Tuesday, May 5, 2009
Now here’s an addendum for Michael Moore’s film, Sicko: I have a French friend who is very pregnant with her second child. Due to the configuration of her pelvis, her first delivery was by Cesarean. She was all prepared to have another Cesarean, but this time around, the midwives at the hospital are turning themselves inside out to get her to give birth “naturally.” Without her requesting it, she has been treated to acupuncture, homeopathy, and something called sophrology, a touchy feely technique which I had never heard of before I came to France. By the way, she is not paying a Euro cent for any of this. While I am marveling that she gets all this free alternative medicine without her even asking, she keeps telling me that she’d rather just have the Cesarean and be done with it.
I admit, I am a major fan of the French health system. As I have mentioned before, I had brain surgery here at one of the best hospitals in Europe, and the only bill I ever saw was for using the telephone. French doctors love me. "What? You only get 23 Euros for an appointment? You deserve more than that!" They don’t get to hear that very often. In fact, there are French people who complain that 23 Euros is too much. Never mind that those 23 Euros are reimbursed by Social Security, so they don't even really pay anything. True, there are plenty of specialists who cost a lot more, and not all of their fees are covered. But most employers offer supplemental health insurance, so in the end, almost everything is covered. Even when it's not, it's a fraction of what it would cost in the US. Naturally, the system is outrageously expensive for the government, so there is constant talk of reform and then shrieks of horror from those same French people who were complaining (grumbling is sort of a national pastime here). So things change at a snail's pace, and at every tiny change, people start to say that now France is on the slippery slope and soon the health system will be like that in America. When this happens, I say "relax, you have no idea how much your system will have to change to reach that point..."
That said, the current proposed reforms regarding hospitals make my hair stand on end. I keep thinking about what happened to American hospitals a decade or so ago when our brilliant bureaucrats decided that it would be just too cool to run the public hospitals like for-profit businesses. I believe that was the beginning of the end, or perhaps the beginning of a new era of hospitals that have so little regard for patients that you don’t dare stay in one without an advocate (family or friend) to fend for you.

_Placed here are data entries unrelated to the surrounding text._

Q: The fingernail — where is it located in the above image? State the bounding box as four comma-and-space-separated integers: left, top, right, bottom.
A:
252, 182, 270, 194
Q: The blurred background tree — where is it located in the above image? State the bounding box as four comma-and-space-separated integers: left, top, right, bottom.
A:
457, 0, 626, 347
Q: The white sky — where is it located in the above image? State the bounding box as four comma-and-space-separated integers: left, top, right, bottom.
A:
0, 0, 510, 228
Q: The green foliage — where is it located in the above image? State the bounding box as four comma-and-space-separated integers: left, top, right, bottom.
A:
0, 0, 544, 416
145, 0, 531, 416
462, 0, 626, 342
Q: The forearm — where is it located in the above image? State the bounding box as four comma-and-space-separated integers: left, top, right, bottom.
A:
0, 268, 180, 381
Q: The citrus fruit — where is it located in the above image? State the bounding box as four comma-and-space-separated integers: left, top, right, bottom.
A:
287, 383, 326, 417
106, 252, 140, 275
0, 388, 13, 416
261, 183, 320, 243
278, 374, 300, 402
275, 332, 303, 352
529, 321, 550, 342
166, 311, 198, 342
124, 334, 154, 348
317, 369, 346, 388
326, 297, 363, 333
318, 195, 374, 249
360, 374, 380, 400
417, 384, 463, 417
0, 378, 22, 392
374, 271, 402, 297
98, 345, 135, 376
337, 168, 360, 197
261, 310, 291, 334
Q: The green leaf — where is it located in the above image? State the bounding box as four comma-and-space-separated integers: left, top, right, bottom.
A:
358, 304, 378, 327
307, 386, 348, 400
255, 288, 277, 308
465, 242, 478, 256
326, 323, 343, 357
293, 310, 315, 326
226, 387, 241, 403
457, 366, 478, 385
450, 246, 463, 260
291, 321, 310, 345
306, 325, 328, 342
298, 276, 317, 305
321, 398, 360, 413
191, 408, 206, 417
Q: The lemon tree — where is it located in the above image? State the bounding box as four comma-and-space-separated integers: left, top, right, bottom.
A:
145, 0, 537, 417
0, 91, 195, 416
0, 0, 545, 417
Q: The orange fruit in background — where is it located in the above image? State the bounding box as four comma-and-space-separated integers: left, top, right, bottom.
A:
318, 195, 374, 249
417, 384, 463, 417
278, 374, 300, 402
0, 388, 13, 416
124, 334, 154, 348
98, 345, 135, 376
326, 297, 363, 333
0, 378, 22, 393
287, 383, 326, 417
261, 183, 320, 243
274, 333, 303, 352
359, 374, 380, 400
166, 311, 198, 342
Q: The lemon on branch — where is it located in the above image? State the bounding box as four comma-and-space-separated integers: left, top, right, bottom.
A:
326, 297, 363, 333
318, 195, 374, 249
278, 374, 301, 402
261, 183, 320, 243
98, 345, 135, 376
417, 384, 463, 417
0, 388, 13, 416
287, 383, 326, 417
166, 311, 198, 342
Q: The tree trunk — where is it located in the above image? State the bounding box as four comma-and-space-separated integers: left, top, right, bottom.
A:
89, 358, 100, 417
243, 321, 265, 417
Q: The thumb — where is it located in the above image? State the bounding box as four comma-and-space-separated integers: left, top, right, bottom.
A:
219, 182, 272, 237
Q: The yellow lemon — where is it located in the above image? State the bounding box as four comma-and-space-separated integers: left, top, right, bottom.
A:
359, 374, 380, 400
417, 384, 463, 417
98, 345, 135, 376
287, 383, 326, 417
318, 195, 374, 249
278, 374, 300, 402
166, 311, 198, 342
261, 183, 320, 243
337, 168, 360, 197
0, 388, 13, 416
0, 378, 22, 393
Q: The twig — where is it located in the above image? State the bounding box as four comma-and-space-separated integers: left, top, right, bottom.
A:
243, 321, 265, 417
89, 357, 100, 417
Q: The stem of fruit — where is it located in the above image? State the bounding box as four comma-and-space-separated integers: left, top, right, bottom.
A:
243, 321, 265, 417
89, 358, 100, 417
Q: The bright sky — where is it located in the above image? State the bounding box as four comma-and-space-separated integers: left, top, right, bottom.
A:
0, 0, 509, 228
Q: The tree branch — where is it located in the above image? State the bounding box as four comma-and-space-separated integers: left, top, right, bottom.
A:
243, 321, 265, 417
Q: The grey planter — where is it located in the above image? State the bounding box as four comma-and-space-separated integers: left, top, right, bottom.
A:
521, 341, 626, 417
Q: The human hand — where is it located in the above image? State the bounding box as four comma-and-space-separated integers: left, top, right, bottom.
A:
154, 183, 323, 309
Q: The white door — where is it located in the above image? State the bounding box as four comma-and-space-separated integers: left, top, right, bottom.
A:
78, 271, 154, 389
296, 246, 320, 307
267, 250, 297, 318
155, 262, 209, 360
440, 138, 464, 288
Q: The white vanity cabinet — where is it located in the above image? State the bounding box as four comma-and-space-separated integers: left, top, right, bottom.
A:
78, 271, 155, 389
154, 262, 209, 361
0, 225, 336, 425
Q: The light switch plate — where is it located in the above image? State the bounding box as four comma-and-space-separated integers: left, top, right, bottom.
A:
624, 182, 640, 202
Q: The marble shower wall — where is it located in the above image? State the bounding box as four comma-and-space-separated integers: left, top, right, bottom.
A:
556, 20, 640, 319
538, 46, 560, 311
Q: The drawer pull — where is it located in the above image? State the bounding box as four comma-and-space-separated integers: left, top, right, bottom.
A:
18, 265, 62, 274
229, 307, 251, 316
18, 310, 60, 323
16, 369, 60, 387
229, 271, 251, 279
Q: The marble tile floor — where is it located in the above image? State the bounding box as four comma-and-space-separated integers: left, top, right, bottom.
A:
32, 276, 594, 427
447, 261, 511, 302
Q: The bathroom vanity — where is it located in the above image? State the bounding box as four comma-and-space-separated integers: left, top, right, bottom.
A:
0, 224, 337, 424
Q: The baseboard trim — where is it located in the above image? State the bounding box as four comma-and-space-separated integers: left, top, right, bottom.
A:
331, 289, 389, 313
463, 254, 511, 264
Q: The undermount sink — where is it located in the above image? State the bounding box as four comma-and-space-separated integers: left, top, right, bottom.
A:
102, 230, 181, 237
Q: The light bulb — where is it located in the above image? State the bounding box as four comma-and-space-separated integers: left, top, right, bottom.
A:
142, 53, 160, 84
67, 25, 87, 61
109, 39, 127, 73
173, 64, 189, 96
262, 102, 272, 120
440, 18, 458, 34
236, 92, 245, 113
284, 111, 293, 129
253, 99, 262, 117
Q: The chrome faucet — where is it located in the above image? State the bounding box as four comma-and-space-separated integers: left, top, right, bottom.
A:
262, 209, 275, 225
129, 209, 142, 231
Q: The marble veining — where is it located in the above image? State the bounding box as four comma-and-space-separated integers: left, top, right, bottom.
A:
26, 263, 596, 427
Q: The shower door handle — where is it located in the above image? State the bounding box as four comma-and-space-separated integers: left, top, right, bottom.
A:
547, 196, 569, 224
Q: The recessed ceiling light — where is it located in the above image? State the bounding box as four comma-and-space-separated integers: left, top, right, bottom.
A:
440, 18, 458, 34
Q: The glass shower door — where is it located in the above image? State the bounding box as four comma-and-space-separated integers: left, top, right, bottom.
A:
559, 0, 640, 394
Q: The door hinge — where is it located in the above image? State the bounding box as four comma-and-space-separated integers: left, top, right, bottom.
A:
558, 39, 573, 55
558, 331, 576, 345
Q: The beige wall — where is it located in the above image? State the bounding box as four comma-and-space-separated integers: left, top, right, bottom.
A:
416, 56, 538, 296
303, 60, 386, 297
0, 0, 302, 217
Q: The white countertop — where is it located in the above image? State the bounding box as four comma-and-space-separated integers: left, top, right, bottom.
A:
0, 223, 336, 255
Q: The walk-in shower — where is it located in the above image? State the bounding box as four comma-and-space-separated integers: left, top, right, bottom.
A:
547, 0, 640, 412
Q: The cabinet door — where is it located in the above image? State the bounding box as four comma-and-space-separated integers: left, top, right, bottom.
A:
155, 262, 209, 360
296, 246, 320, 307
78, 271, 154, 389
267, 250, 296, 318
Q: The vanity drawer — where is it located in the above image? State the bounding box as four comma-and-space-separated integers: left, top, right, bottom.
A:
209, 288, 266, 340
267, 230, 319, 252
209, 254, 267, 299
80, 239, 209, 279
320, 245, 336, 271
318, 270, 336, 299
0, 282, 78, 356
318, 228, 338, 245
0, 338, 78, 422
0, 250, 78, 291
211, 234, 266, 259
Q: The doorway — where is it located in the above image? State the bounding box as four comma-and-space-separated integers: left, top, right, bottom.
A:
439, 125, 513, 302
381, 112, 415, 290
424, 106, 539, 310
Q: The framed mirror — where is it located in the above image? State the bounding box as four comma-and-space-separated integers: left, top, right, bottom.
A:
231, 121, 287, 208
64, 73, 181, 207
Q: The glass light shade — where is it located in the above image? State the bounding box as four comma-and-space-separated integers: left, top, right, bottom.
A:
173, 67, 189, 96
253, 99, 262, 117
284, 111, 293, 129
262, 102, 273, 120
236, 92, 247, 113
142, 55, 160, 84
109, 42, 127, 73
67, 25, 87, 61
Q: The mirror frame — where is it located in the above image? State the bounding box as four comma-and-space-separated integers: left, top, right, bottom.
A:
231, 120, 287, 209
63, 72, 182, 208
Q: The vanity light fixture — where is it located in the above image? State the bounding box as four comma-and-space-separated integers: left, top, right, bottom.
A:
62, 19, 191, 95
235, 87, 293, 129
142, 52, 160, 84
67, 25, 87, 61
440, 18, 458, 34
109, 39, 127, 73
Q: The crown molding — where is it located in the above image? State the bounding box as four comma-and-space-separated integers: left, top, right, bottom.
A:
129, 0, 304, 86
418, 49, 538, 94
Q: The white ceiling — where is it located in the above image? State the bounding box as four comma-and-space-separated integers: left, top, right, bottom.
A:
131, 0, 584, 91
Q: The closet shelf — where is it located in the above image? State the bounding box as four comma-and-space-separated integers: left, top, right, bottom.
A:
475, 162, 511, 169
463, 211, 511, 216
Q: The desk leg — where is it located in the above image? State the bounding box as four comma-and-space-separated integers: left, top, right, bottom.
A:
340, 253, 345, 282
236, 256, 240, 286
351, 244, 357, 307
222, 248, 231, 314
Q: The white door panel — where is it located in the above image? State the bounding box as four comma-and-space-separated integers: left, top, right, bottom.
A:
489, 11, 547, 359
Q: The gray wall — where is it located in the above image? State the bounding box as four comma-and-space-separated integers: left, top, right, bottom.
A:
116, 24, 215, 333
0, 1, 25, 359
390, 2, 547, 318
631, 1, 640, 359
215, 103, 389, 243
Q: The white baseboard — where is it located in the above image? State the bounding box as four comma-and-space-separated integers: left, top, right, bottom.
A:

In France, access to good health care is considered a right, right up there with Liberté, Egalité and Fraternité. There was a mini revolution here in 1936, when social security was first established, along with paid vacations and retirement benefits. French people don’t consider themselves lucky to have a social security net, they feel they fought for it, and they deserve it. Maybe when we decide that we deserve it, it will happen in the US too.